Shazia Ahmad’s work speaks to the centrality of reminiscence and the passage of time as an accumulation of history. She chronicles journeys through time and place, paying tribute to intimate relationships that develop over the course of these passages. Born in Karachi, Pakistan, to a Pakistani father and Chilean mother, she straddles two different cultures and religions whilst living in a third culture. Her work is an exploration of where she belongs. Moreover, she pays tribute to her Pakistani heritage by merging elements of the country’s material culture with personal imagery in her visual vocabulary. Her practice comprises painting, printmaking and domestic microcosms encapsulated in handmade dioramas.  

 

Having a hybrid identity finds its manifestation in Ahmad’s work through the creation of worlds, her vibrant color palette, patterns, and themes.

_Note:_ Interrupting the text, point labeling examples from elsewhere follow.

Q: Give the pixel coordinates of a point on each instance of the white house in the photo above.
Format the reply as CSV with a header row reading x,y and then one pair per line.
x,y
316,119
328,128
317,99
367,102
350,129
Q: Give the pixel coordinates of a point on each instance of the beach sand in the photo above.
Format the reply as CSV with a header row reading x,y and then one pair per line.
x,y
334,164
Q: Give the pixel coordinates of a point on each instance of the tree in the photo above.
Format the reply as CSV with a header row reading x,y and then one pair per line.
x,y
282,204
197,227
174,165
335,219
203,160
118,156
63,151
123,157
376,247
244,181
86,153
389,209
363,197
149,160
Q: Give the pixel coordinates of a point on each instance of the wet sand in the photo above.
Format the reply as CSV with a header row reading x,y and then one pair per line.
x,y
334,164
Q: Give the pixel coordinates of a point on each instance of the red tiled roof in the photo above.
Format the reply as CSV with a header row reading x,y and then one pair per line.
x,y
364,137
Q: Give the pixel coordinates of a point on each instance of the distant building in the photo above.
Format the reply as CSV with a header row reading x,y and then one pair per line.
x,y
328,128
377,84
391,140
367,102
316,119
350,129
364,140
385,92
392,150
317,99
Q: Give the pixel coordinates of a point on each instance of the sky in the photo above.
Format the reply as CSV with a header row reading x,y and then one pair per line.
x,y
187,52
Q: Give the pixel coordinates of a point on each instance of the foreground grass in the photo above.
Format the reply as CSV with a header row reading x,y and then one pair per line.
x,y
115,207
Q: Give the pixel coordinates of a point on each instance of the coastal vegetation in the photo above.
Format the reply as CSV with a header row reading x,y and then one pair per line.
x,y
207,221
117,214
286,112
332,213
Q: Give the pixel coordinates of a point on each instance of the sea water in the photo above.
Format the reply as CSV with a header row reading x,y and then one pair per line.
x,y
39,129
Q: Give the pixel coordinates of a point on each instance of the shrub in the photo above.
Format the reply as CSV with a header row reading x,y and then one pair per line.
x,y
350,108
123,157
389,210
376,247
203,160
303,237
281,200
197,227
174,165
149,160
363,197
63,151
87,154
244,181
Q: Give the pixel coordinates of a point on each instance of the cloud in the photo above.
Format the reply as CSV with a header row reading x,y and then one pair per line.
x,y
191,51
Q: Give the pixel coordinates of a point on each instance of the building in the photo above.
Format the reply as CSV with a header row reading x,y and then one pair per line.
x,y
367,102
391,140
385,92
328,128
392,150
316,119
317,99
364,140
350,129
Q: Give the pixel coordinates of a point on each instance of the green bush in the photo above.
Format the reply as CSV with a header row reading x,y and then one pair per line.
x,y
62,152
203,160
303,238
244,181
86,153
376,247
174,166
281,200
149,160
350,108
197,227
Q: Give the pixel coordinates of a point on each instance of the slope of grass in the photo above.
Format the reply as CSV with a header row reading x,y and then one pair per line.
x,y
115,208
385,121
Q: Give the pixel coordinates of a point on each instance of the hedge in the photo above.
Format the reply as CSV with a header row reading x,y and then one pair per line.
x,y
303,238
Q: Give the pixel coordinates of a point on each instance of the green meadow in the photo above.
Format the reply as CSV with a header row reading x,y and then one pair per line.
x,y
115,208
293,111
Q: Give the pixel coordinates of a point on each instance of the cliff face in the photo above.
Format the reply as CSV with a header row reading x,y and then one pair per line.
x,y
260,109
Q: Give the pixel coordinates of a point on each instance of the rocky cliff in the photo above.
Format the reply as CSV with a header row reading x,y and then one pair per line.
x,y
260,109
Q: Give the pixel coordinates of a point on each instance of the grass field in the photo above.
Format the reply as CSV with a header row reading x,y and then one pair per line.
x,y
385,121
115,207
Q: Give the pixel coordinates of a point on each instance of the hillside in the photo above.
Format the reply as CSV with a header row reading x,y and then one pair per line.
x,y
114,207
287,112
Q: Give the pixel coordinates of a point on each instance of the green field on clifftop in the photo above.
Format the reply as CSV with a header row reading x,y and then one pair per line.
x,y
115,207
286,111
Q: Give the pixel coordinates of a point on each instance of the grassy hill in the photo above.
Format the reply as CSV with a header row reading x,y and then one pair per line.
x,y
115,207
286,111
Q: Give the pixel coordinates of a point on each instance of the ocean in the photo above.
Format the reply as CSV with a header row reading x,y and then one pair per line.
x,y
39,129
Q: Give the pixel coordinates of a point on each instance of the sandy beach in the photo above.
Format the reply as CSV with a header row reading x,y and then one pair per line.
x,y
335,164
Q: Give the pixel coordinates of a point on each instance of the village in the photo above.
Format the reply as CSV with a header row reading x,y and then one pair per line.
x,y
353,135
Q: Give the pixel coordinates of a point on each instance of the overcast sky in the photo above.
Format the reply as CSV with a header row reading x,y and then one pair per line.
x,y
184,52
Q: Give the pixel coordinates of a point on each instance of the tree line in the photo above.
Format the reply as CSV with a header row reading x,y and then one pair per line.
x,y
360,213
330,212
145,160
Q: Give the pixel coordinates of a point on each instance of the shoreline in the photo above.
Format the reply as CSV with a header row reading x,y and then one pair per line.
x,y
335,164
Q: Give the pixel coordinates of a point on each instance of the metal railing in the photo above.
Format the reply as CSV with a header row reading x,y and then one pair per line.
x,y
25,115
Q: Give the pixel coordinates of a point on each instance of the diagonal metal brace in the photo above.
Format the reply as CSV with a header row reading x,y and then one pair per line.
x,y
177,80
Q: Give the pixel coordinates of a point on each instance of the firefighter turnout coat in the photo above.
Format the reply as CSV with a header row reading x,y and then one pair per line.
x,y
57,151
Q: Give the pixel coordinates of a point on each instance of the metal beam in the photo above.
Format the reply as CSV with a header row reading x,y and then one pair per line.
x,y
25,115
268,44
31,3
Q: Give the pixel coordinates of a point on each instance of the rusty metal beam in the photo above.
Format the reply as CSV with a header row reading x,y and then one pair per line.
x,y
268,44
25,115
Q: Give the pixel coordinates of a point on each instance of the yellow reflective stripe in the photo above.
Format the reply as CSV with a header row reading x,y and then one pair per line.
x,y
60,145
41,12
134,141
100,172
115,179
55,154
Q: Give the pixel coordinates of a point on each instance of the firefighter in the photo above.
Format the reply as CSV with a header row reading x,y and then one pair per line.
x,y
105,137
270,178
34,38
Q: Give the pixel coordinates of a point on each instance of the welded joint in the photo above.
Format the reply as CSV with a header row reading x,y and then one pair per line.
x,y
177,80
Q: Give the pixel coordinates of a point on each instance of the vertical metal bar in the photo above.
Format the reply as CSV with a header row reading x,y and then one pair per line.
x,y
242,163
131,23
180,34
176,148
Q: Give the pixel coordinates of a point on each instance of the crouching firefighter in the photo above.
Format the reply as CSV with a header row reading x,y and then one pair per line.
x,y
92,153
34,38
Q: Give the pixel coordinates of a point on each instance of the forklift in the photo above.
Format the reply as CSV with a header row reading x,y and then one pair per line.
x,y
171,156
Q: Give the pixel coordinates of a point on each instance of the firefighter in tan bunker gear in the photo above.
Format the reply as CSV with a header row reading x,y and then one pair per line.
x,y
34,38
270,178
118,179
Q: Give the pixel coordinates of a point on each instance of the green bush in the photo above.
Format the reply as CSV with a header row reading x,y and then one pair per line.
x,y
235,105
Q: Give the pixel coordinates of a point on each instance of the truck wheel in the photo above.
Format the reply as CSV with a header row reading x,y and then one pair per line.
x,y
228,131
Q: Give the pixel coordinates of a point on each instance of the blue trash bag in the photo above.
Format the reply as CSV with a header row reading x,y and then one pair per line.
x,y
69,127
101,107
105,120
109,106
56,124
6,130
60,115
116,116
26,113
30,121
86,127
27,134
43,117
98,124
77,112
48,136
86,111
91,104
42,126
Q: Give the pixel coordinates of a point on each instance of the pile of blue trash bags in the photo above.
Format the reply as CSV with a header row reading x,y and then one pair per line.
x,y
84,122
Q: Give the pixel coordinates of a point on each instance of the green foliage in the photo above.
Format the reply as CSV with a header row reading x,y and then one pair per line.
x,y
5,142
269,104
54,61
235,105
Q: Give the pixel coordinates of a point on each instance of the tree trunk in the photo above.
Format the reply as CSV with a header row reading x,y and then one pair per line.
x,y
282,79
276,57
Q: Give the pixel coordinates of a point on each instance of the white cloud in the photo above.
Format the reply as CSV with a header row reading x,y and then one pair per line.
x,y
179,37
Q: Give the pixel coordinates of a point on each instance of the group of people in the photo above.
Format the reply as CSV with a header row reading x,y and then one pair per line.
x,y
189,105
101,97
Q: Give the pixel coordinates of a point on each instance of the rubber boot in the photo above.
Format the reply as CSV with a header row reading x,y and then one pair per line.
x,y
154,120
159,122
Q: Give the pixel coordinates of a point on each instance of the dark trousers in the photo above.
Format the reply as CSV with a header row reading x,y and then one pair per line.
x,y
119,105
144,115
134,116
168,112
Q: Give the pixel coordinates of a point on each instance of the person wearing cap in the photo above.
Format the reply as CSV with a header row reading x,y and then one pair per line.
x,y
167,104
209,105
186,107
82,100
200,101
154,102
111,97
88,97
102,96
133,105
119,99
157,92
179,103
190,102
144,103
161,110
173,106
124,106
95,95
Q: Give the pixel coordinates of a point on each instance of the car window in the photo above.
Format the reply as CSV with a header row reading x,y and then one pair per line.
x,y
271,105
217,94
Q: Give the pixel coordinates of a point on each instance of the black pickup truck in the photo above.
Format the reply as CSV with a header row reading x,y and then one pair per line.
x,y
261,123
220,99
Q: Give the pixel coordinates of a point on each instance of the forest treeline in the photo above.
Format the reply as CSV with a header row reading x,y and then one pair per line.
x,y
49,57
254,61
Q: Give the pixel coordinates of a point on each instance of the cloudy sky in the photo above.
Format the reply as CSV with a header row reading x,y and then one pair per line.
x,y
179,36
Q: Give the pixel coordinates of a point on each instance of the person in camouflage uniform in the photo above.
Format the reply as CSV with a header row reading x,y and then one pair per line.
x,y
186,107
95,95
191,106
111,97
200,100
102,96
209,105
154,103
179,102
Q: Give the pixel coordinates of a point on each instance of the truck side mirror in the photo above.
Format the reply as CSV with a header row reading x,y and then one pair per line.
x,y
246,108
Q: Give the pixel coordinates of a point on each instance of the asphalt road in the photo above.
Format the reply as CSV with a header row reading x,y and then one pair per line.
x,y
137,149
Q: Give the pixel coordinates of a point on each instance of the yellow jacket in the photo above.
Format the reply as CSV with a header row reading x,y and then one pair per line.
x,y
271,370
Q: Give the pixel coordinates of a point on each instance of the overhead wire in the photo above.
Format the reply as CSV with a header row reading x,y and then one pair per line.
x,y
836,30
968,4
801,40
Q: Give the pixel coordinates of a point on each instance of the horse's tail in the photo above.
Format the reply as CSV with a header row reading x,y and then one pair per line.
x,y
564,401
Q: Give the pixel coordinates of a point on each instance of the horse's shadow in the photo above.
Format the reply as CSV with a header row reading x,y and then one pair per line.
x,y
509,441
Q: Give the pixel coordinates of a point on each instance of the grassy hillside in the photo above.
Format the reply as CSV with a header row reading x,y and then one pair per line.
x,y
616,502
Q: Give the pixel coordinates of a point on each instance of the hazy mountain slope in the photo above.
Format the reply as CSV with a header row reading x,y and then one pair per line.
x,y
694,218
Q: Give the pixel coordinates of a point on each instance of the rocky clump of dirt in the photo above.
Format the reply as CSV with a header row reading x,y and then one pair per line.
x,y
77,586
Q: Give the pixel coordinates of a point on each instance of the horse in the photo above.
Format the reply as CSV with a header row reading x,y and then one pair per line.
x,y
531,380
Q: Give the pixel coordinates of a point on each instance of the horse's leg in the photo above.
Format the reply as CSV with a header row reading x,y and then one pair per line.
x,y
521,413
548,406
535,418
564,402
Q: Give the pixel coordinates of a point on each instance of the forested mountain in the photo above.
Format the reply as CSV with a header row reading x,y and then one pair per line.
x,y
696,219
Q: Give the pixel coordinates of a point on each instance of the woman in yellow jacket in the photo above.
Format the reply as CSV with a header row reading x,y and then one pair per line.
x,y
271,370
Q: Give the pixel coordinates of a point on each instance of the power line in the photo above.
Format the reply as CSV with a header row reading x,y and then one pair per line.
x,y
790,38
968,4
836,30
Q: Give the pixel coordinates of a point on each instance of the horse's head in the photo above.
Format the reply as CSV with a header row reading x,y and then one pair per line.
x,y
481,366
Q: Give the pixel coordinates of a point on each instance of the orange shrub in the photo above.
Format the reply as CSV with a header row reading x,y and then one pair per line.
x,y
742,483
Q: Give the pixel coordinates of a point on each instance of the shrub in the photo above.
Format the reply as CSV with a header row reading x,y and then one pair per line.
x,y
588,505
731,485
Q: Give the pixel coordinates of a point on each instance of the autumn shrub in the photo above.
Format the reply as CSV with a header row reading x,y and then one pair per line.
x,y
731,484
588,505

Her nuanced relationship to this identity is nostalgic, holding on to a past as memories of it recede. These remembrances are expressed in reconstructed repetitive elements, domestic objects and flora interpreted in different lights on different days. Her current work evolved from watercolor monotypes in 2021 to an ongoing series of paintings and screen prints. These works combine a palette of cobalt, ultramarine blue, dioxazine violet, magenta, fuchsia and ecru. 

 

Shazia Ahmad (she/her) is a half-Pakistani, half-Chilean painter and printmaker living in Brossard. Her practice is centered on the notions of home and belonging, tied to the broader theme of otherness due to her interfaith and unique mixed-race background. She is the recipient of several Canada Council for the Arts grants and has exhibited her work at The Rooms, Grenfell Art Gallery, Musée des beaux-arts de Montréal, Unit1 Gallery London, amongst others. She was the 2021-22 Don Wright Scholar at St. Michael’s Printshop in St. John’s, NL.